William H. Gerdts
Jersey City, NJ
Americanist art historian. Professor, Graduate Center, City University of New York. Gerdts attended Amherst College beginning in 1945 where fellow student Walter Spink (later professor of art, University of Michigan) encouraged him to take classes with Charles Morgan. Morgan, a classicist, taught American and 19th-century European art history as a subspecialty. Morgan instilled in his students an appreciation for all of the art of a period, not just the currently acclaimed masters. According to Gerdts, Morgan and Louise Dresser, curator of the Worster Art Museum, developed in him an early appreciation of American art. He received his BA from Amherst College(1949). Although enrolled in Harvard Law School, Gerdts switched to the Department of Fine Arts where he studied under Ben Rowland (q.v.).

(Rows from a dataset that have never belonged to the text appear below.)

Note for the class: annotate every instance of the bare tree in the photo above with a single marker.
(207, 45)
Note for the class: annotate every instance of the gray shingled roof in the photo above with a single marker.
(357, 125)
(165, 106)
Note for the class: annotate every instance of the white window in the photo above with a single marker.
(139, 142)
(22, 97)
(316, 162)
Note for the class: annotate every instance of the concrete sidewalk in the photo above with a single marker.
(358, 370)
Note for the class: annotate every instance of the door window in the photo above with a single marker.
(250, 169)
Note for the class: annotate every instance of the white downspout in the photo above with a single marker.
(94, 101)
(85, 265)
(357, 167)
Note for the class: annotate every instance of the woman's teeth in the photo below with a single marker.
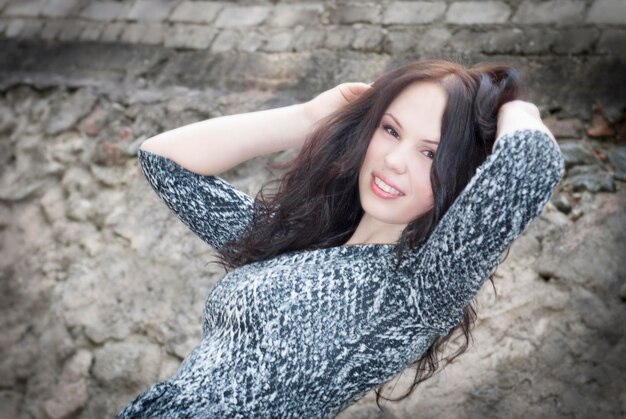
(382, 185)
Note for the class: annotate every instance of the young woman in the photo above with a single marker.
(403, 197)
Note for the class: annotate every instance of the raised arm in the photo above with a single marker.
(212, 146)
(181, 164)
(507, 192)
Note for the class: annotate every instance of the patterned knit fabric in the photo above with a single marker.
(307, 333)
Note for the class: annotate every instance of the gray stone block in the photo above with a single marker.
(434, 39)
(59, 8)
(112, 32)
(251, 41)
(226, 40)
(309, 39)
(236, 16)
(71, 31)
(92, 31)
(575, 41)
(189, 36)
(288, 15)
(51, 29)
(607, 11)
(103, 11)
(507, 41)
(196, 12)
(612, 42)
(406, 12)
(132, 34)
(29, 8)
(565, 12)
(353, 13)
(399, 41)
(338, 37)
(478, 12)
(153, 33)
(150, 10)
(368, 39)
(279, 42)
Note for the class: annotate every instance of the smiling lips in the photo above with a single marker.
(383, 189)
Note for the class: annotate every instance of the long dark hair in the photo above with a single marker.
(316, 204)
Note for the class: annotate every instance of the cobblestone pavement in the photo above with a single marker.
(102, 288)
(556, 27)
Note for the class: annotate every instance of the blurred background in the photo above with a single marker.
(102, 288)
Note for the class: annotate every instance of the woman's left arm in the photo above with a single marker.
(509, 189)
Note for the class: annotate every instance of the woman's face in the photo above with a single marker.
(394, 180)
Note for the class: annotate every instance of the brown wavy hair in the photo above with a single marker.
(316, 202)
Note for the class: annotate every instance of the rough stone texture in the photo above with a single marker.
(607, 11)
(102, 288)
(565, 12)
(105, 10)
(189, 36)
(355, 13)
(612, 42)
(477, 12)
(242, 16)
(405, 12)
(59, 8)
(150, 10)
(226, 40)
(30, 8)
(284, 15)
(196, 12)
(575, 41)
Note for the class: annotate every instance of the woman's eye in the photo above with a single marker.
(391, 131)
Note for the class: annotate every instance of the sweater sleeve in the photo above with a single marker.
(211, 207)
(509, 189)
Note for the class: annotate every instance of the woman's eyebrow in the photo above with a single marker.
(400, 125)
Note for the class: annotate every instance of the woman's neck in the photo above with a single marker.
(373, 231)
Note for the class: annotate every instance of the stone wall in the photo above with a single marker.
(102, 287)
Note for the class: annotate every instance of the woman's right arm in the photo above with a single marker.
(213, 146)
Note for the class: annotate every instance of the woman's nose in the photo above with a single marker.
(395, 159)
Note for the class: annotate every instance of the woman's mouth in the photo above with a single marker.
(384, 190)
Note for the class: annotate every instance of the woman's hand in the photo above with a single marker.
(334, 99)
(518, 114)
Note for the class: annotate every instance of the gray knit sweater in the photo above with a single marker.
(307, 333)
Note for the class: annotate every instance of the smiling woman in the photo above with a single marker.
(366, 259)
(394, 180)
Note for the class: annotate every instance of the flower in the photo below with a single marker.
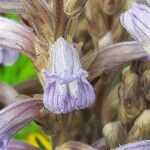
(136, 22)
(48, 22)
(8, 56)
(11, 121)
(67, 88)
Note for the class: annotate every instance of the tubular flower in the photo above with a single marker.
(67, 88)
(136, 22)
(56, 61)
(8, 56)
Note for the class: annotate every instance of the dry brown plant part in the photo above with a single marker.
(115, 134)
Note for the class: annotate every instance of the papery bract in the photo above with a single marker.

He achieved both master's degree (1950) and Ph.D., (1966). After graduation, he was curator at the Norfolk Museum of Art and Sciences (now, Chrysler Museum) between 1953-54 and the Newark [NJ] Museum (1954-66). From 1966-69 he taught as associate professor, University of Maryland, then Brooklyn College 1971-74, and as full professor at Brooklyn College 1974-85. In 1985 he became professor, Graduate Center, City University of New York. He received an honorary doctor of fine arts from Syracuse University (1996).
American Luminism: a Benefit for The Lighthouse, the New York Association for the Blind, October 25th to November 25th, 1978. New York: Coe Kerr Gallery, 1978; American Impressionism. New York: Abbeville Press, c1984; American Neo-Classic Sculpture; the Marble Resurrection. New York: Viking Press, 1973; American Still-Life Painting.(with Russell Burke). New York: Praeger, 1971. 0.DOA
C. McGee. "Lost in Americana." New York 23 (September 10, 1990): 25; Who's Who in American Art 22 (1997-98): 425; William H. Gerdts. "A Personal Re-Collection." For Beauty and For Truth: The William and Abigail Gerdts Collection of American Still Life. Amherst, MA: Mead Art Museum, 1998, pp. 10-30.